Perceptions of race and crime
(click on ‘For teachers, and in the Lesson Library choose the ‘Diversity Portrayal’ in the drop-down box entitled ‘elementary’)
This lesson, from the Canadian-based Media Awareness Network, makes students aware of how the media’s portrayals of race and crime can affect our attitudes towards various visible minority groups in our society. The resource is suitable for upper primary and secondary school students.
Understanding human rights
This teaching resource from the BBC World Service explains the universal principles of human rights through case studies from around the world. Use one or more of the case studies to provide a structured classroom discussion or debate on the issue of human rights. The activities on this site are suitable for upper secondary school students.
Games from around the world
Children’s games provide a creative and fun way to view other cultures. The games are contained in Games and Sports the World Around, 3rd edition, by Sarah Ethridge Hunt, Copyright 1964 by the Ronald Press Company. The games are suitable for primary school students.

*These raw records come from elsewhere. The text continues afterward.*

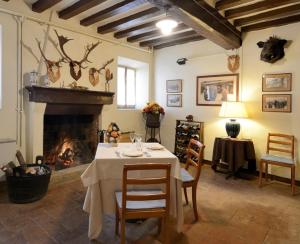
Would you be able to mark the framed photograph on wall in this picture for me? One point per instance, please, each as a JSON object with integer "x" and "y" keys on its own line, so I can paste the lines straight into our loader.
{"x": 174, "y": 86}
{"x": 174, "y": 100}
{"x": 212, "y": 90}
{"x": 277, "y": 82}
{"x": 277, "y": 103}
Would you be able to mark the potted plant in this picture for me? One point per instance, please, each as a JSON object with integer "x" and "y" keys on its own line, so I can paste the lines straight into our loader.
{"x": 153, "y": 113}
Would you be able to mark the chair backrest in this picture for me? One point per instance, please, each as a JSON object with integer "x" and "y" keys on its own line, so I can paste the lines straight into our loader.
{"x": 281, "y": 143}
{"x": 195, "y": 152}
{"x": 165, "y": 180}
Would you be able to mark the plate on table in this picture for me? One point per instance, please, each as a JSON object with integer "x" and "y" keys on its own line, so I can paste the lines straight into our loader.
{"x": 133, "y": 153}
{"x": 156, "y": 147}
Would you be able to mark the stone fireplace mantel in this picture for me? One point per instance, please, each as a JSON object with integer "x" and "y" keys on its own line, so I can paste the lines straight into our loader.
{"x": 68, "y": 96}
{"x": 49, "y": 101}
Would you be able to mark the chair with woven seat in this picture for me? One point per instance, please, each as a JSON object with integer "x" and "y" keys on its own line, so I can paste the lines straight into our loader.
{"x": 138, "y": 204}
{"x": 283, "y": 144}
{"x": 194, "y": 160}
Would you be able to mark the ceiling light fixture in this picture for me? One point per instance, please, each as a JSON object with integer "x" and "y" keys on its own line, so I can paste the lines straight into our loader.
{"x": 166, "y": 26}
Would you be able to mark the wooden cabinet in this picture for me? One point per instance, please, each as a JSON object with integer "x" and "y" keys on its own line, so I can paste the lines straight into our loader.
{"x": 185, "y": 130}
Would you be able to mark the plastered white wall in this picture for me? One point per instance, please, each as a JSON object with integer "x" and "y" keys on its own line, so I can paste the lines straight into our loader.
{"x": 32, "y": 116}
{"x": 212, "y": 59}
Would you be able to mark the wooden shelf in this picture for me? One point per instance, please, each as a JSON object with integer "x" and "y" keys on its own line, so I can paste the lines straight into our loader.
{"x": 185, "y": 130}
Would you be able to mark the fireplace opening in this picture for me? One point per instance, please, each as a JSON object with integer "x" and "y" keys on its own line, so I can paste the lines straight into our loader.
{"x": 69, "y": 140}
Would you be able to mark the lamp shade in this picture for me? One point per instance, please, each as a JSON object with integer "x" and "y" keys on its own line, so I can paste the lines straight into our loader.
{"x": 233, "y": 110}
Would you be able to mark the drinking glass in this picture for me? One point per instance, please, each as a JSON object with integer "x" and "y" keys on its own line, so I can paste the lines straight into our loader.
{"x": 132, "y": 137}
{"x": 138, "y": 141}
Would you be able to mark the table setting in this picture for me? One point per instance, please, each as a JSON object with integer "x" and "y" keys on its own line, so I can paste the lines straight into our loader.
{"x": 103, "y": 178}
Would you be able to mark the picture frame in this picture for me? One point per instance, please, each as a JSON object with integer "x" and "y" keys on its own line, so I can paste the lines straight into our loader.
{"x": 174, "y": 100}
{"x": 277, "y": 82}
{"x": 277, "y": 103}
{"x": 174, "y": 86}
{"x": 212, "y": 90}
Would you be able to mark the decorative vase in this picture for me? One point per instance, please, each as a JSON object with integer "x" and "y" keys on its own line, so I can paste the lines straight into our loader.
{"x": 153, "y": 120}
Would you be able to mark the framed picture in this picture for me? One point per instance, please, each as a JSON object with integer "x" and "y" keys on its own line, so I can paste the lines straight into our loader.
{"x": 174, "y": 86}
{"x": 174, "y": 100}
{"x": 277, "y": 103}
{"x": 214, "y": 89}
{"x": 277, "y": 82}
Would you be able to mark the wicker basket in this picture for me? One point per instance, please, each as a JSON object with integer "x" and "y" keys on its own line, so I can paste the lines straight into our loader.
{"x": 27, "y": 188}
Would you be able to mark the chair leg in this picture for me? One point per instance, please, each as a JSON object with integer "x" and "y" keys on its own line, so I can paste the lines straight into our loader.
{"x": 266, "y": 171}
{"x": 194, "y": 196}
{"x": 293, "y": 168}
{"x": 122, "y": 230}
{"x": 117, "y": 220}
{"x": 185, "y": 195}
{"x": 165, "y": 230}
{"x": 260, "y": 173}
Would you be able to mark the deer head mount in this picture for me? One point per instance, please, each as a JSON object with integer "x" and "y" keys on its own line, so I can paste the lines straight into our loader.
{"x": 53, "y": 67}
{"x": 75, "y": 66}
{"x": 94, "y": 73}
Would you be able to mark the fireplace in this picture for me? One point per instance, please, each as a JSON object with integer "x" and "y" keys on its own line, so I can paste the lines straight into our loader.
{"x": 63, "y": 124}
{"x": 69, "y": 140}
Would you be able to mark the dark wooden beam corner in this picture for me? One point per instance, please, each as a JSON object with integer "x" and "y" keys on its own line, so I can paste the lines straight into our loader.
{"x": 165, "y": 39}
{"x": 272, "y": 23}
{"x": 78, "y": 7}
{"x": 129, "y": 20}
{"x": 225, "y": 4}
{"x": 178, "y": 42}
{"x": 118, "y": 8}
{"x": 204, "y": 19}
{"x": 42, "y": 5}
{"x": 273, "y": 14}
{"x": 257, "y": 7}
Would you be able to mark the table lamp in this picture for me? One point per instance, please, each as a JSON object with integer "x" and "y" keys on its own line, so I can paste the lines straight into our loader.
{"x": 233, "y": 110}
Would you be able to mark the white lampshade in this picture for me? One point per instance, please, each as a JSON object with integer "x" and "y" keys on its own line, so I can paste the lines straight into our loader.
{"x": 233, "y": 110}
{"x": 166, "y": 26}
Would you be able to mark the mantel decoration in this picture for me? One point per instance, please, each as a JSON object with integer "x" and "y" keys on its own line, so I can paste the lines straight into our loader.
{"x": 113, "y": 133}
{"x": 153, "y": 113}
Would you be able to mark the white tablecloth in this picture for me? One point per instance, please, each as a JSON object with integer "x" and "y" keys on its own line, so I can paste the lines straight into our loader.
{"x": 104, "y": 176}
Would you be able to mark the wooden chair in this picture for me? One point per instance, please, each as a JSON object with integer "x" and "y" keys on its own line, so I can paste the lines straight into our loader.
{"x": 283, "y": 144}
{"x": 137, "y": 204}
{"x": 194, "y": 160}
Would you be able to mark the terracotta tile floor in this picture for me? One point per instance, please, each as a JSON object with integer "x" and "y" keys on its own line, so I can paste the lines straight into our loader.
{"x": 231, "y": 211}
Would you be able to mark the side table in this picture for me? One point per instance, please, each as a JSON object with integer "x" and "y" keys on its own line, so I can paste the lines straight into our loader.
{"x": 234, "y": 152}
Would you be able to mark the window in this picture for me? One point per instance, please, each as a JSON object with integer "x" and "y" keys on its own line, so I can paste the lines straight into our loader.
{"x": 126, "y": 91}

The Constitutional Centre of Western Australia
(click on ‘exhibitions online’ and ‘for schools – teacher’s notes for exhibitions online’)
The Constitutional Centre of Western Australia has been established to encourage people of all ages and backgrounds to learn more about how our political system works and how to participate in it more fully. The website provides various online exhibitions on Constitutional matters and some teaching material to accompany the exhibitions. The activities on this site are suitable for upper primary and secondary school students.
Understanding prejudice in media
The exercise from the Media Awareness Network in Canada is an interactive module for Grades 7 and 8, designed to increase students’ ability to recognise bias, prejudice and hate propaganda on the internet and in other media. An extensive teachers’ guide accompanies the exercise. Students will need to have access to a computer to undertake the exercise online. The activities on this site are suitable for upper primary and lower secondary school students.
The Victorian Foundation for Survivors of Torture (VFST) provides a range of services to people from refugee backgrounds who have survived torture or trauma. Publications and resources are designed to enhance understanding of the needs of people from refugee backgrounds and encompass areas such as health and wellbeing, school and education resources and curriculum material.